Ieri sera il Quirinale ha quindi confermato una cosa che sapevano già tutti gli addetti ai lavori: Cioè che il decreto fiscale non era ancora arrivato alla fase in cui viene ultimato e spedito al presidente della Repubblica (e se anche lo fosse stato, a spedirlo non sarebbe stato certamente un qualche misterioso ufficio, come ha detto Di Maio, ma il Presidente del Consiglio in persona). 
Ieri – e così oggi – siamo ancora nella cosiddetta fase delle “bozze”, quella in cui i vari uffici dei ministeri stanno ancora terminando di scrivere il provvedimento e le sue varie versioni vengono fatte circolare tra gli esperti e i giornalisti.  
Il giornalista dell’HuffPost Pietro Salvatori ha scritto che solo negli ultimi giorni gli sono arrivate, addirittura, quattro differenti bozze di decreto fiscale e tutt'e quattro differenti tra loro. 
 
Quello che eventualmente non è piaciuto a Di Maio, quindi, non è il documento definitivo – secondo lui modificato di nascosto "con la manina" dopo la sua approvazione – ma una delle diverse bozze di lavoro circolate in questi giorni, probabilmente una delle ultime a essere prodotta nel pomeriggio di mercoledì.  
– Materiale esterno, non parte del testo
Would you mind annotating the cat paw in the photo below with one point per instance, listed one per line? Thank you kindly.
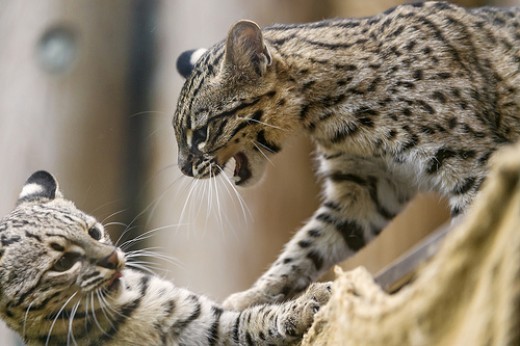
(299, 314)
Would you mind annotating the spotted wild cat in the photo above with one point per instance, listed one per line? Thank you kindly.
(417, 98)
(63, 282)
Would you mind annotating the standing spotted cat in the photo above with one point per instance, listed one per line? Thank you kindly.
(417, 98)
(63, 282)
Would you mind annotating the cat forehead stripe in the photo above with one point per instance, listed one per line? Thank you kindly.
(196, 55)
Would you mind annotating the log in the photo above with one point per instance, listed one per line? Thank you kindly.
(468, 294)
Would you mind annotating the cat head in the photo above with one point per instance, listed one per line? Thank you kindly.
(229, 106)
(52, 254)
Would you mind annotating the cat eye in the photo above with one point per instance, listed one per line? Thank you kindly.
(66, 261)
(95, 233)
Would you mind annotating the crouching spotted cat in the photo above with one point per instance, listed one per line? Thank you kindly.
(417, 98)
(62, 282)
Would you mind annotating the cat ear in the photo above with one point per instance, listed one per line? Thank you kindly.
(41, 185)
(246, 52)
(186, 61)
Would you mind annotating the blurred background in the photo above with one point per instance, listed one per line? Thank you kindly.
(87, 92)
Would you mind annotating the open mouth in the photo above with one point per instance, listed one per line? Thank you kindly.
(242, 171)
(113, 283)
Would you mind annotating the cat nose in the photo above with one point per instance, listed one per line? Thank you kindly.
(110, 262)
(186, 168)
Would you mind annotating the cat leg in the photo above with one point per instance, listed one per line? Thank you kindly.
(356, 208)
(276, 324)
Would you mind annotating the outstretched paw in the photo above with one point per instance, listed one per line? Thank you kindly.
(299, 314)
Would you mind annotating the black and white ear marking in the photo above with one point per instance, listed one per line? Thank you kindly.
(40, 185)
(246, 52)
(186, 61)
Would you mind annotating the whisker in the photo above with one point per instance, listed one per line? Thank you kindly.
(70, 333)
(56, 318)
(146, 235)
(112, 215)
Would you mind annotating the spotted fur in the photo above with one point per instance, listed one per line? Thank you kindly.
(63, 282)
(417, 98)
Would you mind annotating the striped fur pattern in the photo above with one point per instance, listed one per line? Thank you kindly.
(63, 282)
(417, 98)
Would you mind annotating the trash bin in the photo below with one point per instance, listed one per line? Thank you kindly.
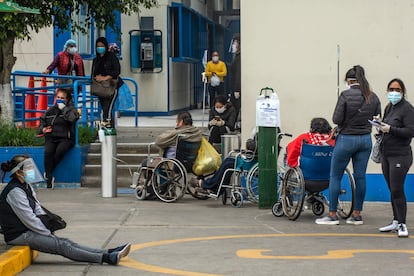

Rimane da capire se quella bozza sia stata modificata in maniera inappropriata, rispetto all’accordo politico raggiunto al Consiglio dei Ministri di lunedì.  
Secondo tutte le fonti raccolte dai giornali nelle ultime ore, la risposta è no.  
Il Corriere della Sera scrive addirittura che l’articolo 9 non sarebbe cambiato "rispetto al testo che Conte aveva emendato di suo pugno". 
Le accuse di Di Maio, quindi, possono essere il frutto di un gigantesco equivoco o di una “tempesta in un bicchiere d’acqua”, come hanno detto ai giornali, fonti della Presidenza del Consiglio, nel tentativo di risolvere l’incidente.  
Oppure possono essere il modo scelto da Di Maio per schierarsi contro il decreto, sgradito ad elettori e dirigenti del Movimento 5 Stelle.  
Questa seconda lettura è quella più diffusa.  
Alcuni, come l’autore del decreto fiscale, il sottosegretario leghista Massimo Bitonci, sono stati espliciti nello spiegare le accuse del Movimento 5 Stelle:  
"Quando hanno visto che il loro elettorato non prendeva bene la norma hanno pensato di fare un po’ di casino".  
 
Una sceneggiata napoletana, aggiungeremmo noi. 
Anche il sottosegretario alla Presidenza del Consiglio, Giancarlo Giorgetti, sempre della Lega, ha fatto commenti simili.  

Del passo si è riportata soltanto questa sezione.